Le choix du traitement pose cependant problème. La comédie possède noblesse et réussites, mais chacune reposant sur un adjuvant, un exhausteur de goût qui l’enracine dans le terreau de la misérable condition humaine. On pense à la mélancolie de Blake Edwards, à l’angoisse de Stanley Kubrick, à la justesse d’observation sociale de tous les auteurs de la comédie à l’italienne ; on pense à la mauvaise foi, à la mesquinerie grandiose agitant le corps génial de Louis de Funès ; ici, le rire tourne un peu à vide, ne s’appuie pas sur une profondeur de personnages réduits à d’amusantes marionnettes. Cet humour noir échappe à ceux qui interdirent le film aux moins de dix-sept ans sur son sol, ou aux féministes qui en dénoncèrent la (fausse) misogynie. Cinquante ans plus tôt, leurs ancêtres parlaient de barbarie à propos de Psychose, remarquable étude de caractère et comédie noire.
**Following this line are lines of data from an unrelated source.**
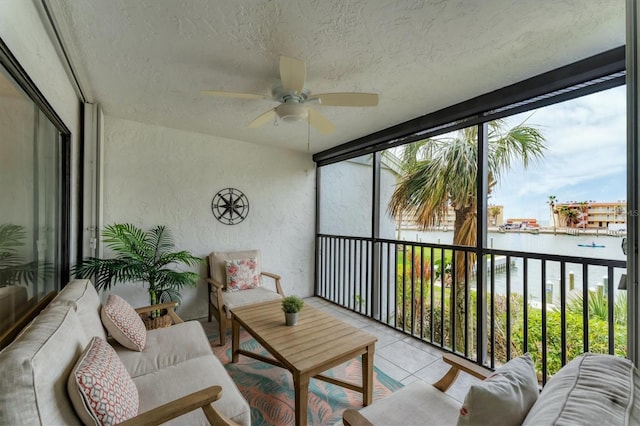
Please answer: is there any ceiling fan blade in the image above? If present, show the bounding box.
[200,90,270,99]
[280,56,307,95]
[249,108,276,129]
[307,108,336,134]
[309,93,378,106]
Pour mémoire, le Norman Bates de Robert Bloch se rattachait d’ailleurs à ce sous-prolétariat blanc évoqué supra, laissé-pour-compte économique autant que sexuel, orphelin pauvre et obèse dépourvu du raffinement inquiétant d’Anthony Perkins. 


Faut-il donc louer sans réserve le film mineur d’un grand cinéaste, ou bien préférer applaudir ses incontestables atouts, au rang desquels la performance de Gina Gershon, à la cinquantaine courageuse et aux faux airs d’Ashlyn Gere, et les bleus profonds de Caleb Deschanel, qui rappellent la nuit électrique de Cruising ? Reste un sentiment de manque, d’inassouvissement devant un cauchemar alerte et fluide dont le tort principal consiste à ne pas se prendre assez au sérieux (contrairement au très dérangeant Sang du châtiment). L’évidente maîtrise de Friedkin au sein d’un espace aussi confiné, surtout après ses mises en scène pour l’opéra, ne surprend guère : cinéaste de chambre, comme Dreyer dont il admire le bouleversant Ordet, il sait faire preuve de virtuosité avec trois personnages ou plus dans la même pièce, qu’il s’agisse d’une chambre d’enfant possédée, de l’habitacle de voitures qui se poursuivent ou de clubs gay.


On célébrera longtemps encore le cinéaste du Mal, de la corruption, au sens religieux du terme, de la perte d’identité et des affres du désir, dont le dernier opus fait un peu pâle figure en regard des grandes symphonies tragiques des années 70 et 80, mais ne boudons pas notre joie de retrouver un vrai réalisateur en pleine possession de ses moyens, à l’heure du silence des grands Anciens, de l’exil des hérauts du Nouvel Hollywood et de la déroute des anciens enfants prodiges, sans parler de l’état du cinéma occidental contemporain. Friedkin appartient à cette lignée dont les œuvres faibles ou même les francs ratages parviennent à contenir quelques trésors (la présence palpable de la mort dans La Nurse, par exemple). Renvoyons pour finir à Bug, son précédent effort, grand film claustrophobe sur la déréliction, la paranoïa, la sécession volontaire du monde, mais aussi sur l’amour fou, sur la détresse d’une mère (thème central de L’Exorciste, et magnifique Ashley Judd, encore mieux révélée que Matthew McConaughey), sur tous ces insectes en chacun de nous, là sous notre peau, qui la tendent comme Regan implorait de l’aide en lettres de chair sur son ventre nu. Art du mouvement et de l’image, du temps et du son, le cinéma, grâce à lui et à quelques autres, se réalise pleinement aussi art du mystère et de l’incarnation, art du feu des démons et du sourire des anges.